If you will be turning 60 years of age or more at some time in 2014/2015

  • You may be eligible to commence a tax free Transition to Retirement Pension (TTR) without stopping work. In addition, investment earnings on the amount in your superannuation pension account when you start the pension will also be tax free. For this reason you may wish to have an effective pension start date of 1 July 2014. If so, you need to tell your Superfund before 30 June 2014. Amounts withdrawn after your 60th birthday could be tax free.
  • Superannuants who are aged 55 to 59 may also be eligible to commence a TTR but may pay tax on some of the superannuation pension received.

If you are in business or earn your income through a company or a trust

  • Employer Compulsory Superannuation Obligations:

The deadline for employers to pay superannuation guarantee contributions for the 2013/14 financial year is the 28 July 2014. However if you want a tax deduction in the 2013/14 year your superfund must receive it by 30 June 2014.

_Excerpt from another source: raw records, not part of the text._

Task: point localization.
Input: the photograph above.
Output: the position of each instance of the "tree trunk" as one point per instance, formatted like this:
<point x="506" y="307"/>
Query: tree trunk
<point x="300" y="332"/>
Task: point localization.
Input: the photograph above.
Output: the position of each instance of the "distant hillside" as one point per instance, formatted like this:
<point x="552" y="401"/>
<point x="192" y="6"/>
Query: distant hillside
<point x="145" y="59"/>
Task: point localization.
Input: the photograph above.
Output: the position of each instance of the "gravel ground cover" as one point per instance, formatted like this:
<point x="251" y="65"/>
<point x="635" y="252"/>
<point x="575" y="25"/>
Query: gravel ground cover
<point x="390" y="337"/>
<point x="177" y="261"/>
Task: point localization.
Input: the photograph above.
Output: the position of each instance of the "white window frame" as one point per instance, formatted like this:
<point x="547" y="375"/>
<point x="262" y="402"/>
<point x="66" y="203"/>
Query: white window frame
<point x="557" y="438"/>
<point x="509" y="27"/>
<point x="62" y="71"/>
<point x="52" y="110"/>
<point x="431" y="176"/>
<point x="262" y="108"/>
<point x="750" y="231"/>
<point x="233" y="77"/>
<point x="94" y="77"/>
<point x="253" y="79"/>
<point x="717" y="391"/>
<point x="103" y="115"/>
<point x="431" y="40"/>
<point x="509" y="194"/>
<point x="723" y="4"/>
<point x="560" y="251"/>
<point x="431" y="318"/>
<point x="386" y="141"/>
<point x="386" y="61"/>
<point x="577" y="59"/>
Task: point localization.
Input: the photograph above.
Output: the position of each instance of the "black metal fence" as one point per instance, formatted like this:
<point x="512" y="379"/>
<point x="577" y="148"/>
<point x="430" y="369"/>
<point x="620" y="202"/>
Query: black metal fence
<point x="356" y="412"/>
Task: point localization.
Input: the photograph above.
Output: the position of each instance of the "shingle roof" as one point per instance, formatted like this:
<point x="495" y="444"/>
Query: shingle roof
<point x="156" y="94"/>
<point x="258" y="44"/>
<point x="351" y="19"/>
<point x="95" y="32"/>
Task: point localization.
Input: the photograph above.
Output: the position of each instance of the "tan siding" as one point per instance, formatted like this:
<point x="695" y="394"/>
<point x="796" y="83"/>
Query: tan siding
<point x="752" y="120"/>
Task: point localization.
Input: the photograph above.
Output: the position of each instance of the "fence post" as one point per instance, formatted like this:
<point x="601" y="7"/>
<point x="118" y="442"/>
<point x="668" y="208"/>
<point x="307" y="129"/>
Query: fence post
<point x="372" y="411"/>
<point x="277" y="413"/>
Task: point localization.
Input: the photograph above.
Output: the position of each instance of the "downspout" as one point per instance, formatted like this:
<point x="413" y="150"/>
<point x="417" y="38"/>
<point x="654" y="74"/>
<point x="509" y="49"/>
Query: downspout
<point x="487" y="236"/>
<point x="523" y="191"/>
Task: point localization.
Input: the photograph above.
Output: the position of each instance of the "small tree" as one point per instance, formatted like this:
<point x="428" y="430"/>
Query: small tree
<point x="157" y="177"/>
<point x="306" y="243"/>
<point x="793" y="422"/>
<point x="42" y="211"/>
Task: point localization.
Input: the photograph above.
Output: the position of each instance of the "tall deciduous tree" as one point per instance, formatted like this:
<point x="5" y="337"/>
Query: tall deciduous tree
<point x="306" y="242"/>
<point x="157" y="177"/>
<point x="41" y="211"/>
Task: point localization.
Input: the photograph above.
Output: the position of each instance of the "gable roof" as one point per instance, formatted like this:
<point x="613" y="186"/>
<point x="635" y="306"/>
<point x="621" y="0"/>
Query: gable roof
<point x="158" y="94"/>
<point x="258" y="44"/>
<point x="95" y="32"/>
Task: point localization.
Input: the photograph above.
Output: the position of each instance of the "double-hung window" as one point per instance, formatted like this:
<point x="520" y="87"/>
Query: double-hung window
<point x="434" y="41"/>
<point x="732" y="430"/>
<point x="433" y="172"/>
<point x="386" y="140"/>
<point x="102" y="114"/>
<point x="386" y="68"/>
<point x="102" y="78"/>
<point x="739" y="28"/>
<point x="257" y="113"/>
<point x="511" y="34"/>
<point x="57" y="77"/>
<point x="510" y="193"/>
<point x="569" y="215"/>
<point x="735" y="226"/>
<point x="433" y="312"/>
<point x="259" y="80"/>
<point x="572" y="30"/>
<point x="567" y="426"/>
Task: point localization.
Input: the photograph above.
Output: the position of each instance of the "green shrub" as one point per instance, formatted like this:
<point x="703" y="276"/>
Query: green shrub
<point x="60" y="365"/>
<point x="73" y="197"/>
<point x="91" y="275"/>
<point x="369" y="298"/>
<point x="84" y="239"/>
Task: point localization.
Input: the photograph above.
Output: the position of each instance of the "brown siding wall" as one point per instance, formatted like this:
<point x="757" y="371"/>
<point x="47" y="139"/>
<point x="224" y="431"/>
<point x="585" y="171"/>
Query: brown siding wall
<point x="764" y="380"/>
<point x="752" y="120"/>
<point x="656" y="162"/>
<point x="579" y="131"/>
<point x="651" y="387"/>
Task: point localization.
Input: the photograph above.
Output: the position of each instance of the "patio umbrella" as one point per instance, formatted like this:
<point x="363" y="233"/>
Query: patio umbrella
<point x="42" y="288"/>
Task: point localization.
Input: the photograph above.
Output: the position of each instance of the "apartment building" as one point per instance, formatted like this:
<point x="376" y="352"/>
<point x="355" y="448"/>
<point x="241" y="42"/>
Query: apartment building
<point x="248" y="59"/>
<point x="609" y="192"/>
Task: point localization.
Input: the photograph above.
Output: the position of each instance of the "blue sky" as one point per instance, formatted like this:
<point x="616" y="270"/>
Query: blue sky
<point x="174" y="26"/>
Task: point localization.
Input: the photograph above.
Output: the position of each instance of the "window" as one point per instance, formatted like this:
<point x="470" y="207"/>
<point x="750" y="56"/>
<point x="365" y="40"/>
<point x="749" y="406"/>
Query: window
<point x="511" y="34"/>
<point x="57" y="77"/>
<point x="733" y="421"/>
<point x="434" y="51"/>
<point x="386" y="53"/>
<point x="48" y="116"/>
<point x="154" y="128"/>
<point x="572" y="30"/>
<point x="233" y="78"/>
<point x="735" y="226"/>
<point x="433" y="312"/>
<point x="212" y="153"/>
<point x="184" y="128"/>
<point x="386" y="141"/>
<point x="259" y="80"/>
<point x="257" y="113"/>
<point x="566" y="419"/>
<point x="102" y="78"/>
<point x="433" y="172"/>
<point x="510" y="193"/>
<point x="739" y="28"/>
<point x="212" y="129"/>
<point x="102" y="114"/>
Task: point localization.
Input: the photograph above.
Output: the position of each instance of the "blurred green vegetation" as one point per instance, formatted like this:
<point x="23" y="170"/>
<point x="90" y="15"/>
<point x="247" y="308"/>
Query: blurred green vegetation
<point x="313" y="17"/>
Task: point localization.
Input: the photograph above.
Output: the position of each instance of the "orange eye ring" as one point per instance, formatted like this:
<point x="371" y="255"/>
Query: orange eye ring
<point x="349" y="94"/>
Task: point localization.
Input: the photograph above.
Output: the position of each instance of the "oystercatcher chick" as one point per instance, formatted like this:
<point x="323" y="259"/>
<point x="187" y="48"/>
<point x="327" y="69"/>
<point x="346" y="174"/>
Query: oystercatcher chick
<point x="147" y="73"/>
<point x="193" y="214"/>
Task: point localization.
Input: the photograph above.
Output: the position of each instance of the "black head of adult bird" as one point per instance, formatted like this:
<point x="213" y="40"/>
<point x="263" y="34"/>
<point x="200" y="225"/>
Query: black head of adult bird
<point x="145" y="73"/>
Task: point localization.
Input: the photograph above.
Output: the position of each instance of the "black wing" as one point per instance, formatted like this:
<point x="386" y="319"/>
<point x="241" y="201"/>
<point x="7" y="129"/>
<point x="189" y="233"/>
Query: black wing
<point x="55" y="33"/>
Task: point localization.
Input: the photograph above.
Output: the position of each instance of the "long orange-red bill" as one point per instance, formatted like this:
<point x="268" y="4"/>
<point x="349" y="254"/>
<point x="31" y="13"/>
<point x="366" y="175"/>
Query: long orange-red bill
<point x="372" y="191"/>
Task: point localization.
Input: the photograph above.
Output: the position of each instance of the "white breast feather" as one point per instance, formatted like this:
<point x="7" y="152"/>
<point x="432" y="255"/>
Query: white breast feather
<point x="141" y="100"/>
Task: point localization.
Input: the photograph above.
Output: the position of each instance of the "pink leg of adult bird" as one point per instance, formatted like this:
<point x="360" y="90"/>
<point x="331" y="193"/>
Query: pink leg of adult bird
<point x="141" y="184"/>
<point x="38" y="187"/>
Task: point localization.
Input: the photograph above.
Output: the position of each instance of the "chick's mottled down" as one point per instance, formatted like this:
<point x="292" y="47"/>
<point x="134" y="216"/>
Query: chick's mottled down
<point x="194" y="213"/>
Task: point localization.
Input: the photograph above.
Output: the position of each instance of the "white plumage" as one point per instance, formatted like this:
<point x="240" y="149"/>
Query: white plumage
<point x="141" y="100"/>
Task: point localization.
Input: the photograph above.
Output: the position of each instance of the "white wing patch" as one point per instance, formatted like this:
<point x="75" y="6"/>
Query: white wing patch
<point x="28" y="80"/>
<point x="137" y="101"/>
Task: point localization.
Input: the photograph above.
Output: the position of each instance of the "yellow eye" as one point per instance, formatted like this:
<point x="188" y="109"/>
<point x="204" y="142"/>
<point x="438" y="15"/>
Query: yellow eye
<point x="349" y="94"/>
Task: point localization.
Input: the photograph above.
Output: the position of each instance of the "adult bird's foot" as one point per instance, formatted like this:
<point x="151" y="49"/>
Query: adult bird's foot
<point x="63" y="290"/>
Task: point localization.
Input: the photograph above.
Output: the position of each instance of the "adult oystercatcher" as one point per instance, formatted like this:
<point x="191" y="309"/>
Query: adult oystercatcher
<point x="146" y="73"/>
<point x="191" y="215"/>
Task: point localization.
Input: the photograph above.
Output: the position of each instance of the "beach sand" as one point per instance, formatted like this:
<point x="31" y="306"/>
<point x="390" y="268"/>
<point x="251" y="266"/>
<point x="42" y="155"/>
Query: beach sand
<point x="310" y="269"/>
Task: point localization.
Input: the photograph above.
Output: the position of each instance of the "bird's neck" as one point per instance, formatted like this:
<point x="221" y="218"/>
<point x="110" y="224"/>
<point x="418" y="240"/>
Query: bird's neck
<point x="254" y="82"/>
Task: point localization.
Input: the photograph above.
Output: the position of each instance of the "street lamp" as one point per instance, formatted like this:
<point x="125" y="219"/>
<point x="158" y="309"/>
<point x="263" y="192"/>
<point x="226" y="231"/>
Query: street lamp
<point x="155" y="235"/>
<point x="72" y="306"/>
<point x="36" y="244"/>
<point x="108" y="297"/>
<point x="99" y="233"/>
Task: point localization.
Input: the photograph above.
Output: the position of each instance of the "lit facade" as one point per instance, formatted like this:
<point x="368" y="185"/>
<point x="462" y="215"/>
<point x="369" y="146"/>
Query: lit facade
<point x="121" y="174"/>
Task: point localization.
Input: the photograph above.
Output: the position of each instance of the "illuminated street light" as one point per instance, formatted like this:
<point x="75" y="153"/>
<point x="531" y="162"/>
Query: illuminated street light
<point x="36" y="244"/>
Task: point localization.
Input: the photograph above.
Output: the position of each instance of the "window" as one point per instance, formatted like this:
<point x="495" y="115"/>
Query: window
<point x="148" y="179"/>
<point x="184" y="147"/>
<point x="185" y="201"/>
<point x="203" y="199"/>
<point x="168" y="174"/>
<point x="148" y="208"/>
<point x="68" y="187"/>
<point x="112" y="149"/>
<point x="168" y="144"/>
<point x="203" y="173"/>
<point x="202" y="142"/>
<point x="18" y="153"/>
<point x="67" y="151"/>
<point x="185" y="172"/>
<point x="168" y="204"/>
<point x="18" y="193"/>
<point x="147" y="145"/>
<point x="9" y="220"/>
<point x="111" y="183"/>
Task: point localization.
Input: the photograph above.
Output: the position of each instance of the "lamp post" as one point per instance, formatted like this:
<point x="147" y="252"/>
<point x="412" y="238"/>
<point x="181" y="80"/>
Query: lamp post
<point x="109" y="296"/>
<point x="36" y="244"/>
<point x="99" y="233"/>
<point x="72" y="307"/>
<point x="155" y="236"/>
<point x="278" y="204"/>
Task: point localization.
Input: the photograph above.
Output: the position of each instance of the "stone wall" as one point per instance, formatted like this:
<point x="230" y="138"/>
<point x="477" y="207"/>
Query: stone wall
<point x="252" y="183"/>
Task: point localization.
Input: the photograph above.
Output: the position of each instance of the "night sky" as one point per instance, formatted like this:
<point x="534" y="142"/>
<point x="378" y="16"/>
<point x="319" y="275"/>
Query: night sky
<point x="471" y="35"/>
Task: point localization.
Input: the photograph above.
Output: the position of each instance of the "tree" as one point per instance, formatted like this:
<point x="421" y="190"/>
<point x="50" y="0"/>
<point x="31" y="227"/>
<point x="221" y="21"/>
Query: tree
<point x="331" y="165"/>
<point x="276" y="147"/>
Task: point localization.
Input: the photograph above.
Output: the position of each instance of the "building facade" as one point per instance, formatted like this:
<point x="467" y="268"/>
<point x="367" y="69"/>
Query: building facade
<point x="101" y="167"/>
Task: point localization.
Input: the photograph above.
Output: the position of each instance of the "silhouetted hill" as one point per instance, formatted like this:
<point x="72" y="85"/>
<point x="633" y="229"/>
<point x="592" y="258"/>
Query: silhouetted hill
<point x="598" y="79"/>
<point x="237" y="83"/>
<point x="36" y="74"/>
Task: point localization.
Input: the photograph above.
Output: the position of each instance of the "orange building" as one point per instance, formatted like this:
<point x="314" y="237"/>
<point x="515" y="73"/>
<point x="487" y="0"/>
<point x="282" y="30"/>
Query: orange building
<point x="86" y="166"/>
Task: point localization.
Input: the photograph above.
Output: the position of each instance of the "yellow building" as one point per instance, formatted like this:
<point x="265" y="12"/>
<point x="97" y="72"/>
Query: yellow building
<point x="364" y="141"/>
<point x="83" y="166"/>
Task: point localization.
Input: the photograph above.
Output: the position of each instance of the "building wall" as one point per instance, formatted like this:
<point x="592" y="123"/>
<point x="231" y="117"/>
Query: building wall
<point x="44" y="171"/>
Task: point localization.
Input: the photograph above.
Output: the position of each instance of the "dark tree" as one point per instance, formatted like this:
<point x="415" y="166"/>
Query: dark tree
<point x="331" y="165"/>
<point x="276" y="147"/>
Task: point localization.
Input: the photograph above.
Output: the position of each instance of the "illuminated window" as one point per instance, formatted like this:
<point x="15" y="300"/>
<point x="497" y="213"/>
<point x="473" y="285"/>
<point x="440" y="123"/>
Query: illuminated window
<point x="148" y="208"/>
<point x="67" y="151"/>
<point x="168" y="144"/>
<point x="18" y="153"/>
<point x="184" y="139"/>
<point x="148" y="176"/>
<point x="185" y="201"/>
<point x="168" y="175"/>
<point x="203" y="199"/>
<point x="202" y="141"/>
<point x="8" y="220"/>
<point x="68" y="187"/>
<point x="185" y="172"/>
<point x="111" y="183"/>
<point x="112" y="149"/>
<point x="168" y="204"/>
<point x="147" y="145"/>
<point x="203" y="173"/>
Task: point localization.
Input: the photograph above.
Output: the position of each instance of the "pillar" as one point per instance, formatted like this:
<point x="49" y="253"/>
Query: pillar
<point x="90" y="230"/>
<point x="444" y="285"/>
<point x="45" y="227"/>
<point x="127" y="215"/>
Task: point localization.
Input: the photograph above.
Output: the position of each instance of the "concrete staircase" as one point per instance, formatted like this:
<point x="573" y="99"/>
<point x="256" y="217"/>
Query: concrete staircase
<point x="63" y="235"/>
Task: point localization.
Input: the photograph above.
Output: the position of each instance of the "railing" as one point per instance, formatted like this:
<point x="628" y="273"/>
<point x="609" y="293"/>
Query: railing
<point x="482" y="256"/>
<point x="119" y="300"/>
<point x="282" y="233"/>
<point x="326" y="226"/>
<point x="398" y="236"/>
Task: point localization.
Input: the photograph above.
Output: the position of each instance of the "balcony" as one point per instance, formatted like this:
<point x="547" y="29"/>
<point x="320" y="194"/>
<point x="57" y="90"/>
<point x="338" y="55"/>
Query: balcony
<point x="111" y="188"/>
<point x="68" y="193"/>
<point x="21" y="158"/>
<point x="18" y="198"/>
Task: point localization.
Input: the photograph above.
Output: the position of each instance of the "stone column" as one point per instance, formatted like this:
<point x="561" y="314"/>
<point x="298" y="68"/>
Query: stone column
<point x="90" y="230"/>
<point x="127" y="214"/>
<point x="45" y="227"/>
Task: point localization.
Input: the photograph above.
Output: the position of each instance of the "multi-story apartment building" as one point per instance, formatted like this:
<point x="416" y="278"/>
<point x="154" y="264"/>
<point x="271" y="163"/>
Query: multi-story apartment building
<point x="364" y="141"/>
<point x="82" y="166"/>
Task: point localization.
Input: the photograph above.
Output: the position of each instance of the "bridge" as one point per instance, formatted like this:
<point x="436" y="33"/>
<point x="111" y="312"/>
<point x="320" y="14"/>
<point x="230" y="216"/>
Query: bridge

  • The rules regarding trustee distribution resolutions have changed. The trustees must make the resolution and have evidence of this by 30 June 2014 at the latest; otherwise the ATO will deem that no resolution has been made. Previously the ATO allowed up to 31 August to make the distribution resolution.
  • The ATO must be notified by 31 July 2014 of any new beneficiary Tax File numbers
  • Is your Loan Account in your business in debit? Will the interest be tax deductible? Will your drawings be considered a deemed dividend? Have you paid at least the annual minimum payment required for your Div7A loan?
  • Preparation of Stock Count Working Papers.
  • Preparation and reconciliation of Employee PAYG Payment Summaries (Group Certificates).
  • Important tax concessions for small business may* apply to the 2013/2014:
  • With effect from 1 January 2014 the Government has indicated its intention to scrap the depreciation concessions below which were introduced in 2012/2013, however the proposal is not yet law and if it becomes law it may not be back-dated.
  • Instant asset write-off threshold increased from $1,000 to $6,500
  • A quicker initial deduction of up to $5,000 plus 15% of the remaining cost for motor vehicles and,
  • The long-life small business pool and the general small business pool are consolidated into a single pool

New from 1 July 2014:

The Compulsory Super Guarantee increases from 9.25% to 9.50%


Disclaimer: This guide contains general information only. Regrettably, no responsibility can be accepted for errors, omissions or possible misleading statements or for any action taken as a result of any material in this guide. It is not designed to be a substitute for professional advice, as such a brief guide cannot hope to cover all circumstances and conditions applying to the law as it relates to these items.